Decades ago, recalling the court’s early 20th-century invalidation of just such schemes in cases involving land use and zoning, we successfully invoked the civil parallel of the Ku Klux Klan Act to prevent the neighbor of Harvard Square restaurant Grendel’s Den from wielding a state-conferred veto power over the issuance of any liquor license within a 500-foot radius. That statute was enacted by Congress specifically to provide a federal judicial remedy for violations of constitutional rights when state judicial remedies were blocked, as they clearly are by the structure of the Texas abortion law…

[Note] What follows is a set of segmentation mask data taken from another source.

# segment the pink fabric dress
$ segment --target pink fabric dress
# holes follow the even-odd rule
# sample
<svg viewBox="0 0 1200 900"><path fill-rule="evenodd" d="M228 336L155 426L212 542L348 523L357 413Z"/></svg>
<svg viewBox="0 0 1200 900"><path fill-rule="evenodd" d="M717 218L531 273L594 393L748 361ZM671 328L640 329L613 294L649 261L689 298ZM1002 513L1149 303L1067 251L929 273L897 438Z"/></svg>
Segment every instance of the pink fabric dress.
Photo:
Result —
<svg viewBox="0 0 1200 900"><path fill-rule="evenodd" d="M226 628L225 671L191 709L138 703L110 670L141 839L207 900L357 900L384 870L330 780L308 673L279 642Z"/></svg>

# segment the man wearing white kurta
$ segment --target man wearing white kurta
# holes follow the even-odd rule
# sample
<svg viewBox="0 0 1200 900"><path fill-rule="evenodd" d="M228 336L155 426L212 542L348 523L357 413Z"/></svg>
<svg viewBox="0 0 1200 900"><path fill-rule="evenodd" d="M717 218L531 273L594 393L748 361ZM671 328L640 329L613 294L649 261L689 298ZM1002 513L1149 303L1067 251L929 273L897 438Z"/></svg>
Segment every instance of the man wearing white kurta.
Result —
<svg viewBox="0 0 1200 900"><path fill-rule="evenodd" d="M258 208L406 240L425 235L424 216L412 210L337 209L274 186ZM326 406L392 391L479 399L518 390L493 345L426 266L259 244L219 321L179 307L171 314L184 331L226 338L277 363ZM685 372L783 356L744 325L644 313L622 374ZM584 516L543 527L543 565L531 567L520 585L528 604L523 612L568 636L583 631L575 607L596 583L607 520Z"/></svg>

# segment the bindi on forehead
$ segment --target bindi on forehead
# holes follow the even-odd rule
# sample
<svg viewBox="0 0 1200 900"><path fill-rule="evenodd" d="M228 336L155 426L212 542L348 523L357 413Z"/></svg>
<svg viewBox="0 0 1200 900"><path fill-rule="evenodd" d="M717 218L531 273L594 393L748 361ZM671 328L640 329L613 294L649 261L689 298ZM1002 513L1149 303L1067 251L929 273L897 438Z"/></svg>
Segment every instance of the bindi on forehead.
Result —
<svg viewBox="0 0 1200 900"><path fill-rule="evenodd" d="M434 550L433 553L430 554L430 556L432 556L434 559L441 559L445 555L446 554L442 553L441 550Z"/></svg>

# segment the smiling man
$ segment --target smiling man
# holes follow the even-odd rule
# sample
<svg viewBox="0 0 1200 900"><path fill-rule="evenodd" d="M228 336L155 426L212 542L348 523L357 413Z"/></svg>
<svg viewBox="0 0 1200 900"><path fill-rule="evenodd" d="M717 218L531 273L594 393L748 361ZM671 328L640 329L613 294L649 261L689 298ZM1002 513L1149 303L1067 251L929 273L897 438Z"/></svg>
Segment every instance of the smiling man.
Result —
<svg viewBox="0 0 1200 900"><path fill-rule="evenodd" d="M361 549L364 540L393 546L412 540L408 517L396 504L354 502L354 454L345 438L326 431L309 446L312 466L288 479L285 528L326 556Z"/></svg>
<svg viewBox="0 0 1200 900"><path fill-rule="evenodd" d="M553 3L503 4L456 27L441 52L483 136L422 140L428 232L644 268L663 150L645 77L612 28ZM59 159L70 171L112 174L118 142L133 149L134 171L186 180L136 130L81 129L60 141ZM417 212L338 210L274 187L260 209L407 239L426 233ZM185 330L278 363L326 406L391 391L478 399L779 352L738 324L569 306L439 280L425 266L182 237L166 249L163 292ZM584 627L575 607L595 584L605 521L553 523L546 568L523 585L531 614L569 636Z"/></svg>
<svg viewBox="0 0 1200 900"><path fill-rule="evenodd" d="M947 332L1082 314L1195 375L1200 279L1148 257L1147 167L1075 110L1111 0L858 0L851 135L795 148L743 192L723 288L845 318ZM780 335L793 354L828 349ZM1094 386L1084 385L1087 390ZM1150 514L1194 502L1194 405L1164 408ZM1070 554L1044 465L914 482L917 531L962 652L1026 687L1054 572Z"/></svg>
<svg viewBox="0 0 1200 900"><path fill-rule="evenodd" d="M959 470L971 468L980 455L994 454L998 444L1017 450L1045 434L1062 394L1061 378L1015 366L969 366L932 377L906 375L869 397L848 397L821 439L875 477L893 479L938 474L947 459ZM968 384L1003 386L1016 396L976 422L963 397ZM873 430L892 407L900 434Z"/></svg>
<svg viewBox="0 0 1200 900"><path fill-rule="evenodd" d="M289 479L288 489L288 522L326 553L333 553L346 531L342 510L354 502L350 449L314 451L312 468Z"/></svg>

That same danger has again reared its ugly head. As with the Massachusetts liquor law, the Texas abortion law delegates quintessentially governmental power to private parties — in Texas, to literally anyone on earth with an objection to abortion, giving that individual or organization the unilateral and unfettered power to inflict criminal punishment on whoever assisted a woman, within the past four years, to terminate a pregnancy without being able to prove that the fetus didn’t have detectable cardiac activity.
In the Grendel’s Den case, in which a church vetoed the restaurant’s liquor license, we sued the state functionaries charged with ultimately handing out liquor licenses or respecting whatever veto was filed. So too here in the Texas case. Anyone threatened with the prospect of paying a bounty of between $10,000 and an unlimited amount (including all attorney fees) to whoever sues them for assisting a woman to end her pregnancy — damages that don’t reflect harm to the bounty hunters and are therefore wholly punitive — could sue the court officer charged with collecting the penalty to prevent that collection from ever taking place. Nothing the Supreme Court said or did in its Sept. 1 midnight decision rules that out. And Supreme Court cases striking down punitive damages that grossly exceed any harm to the plaintiff collecting them are obviously relevant where, as here, harm to the plaintiff is zero.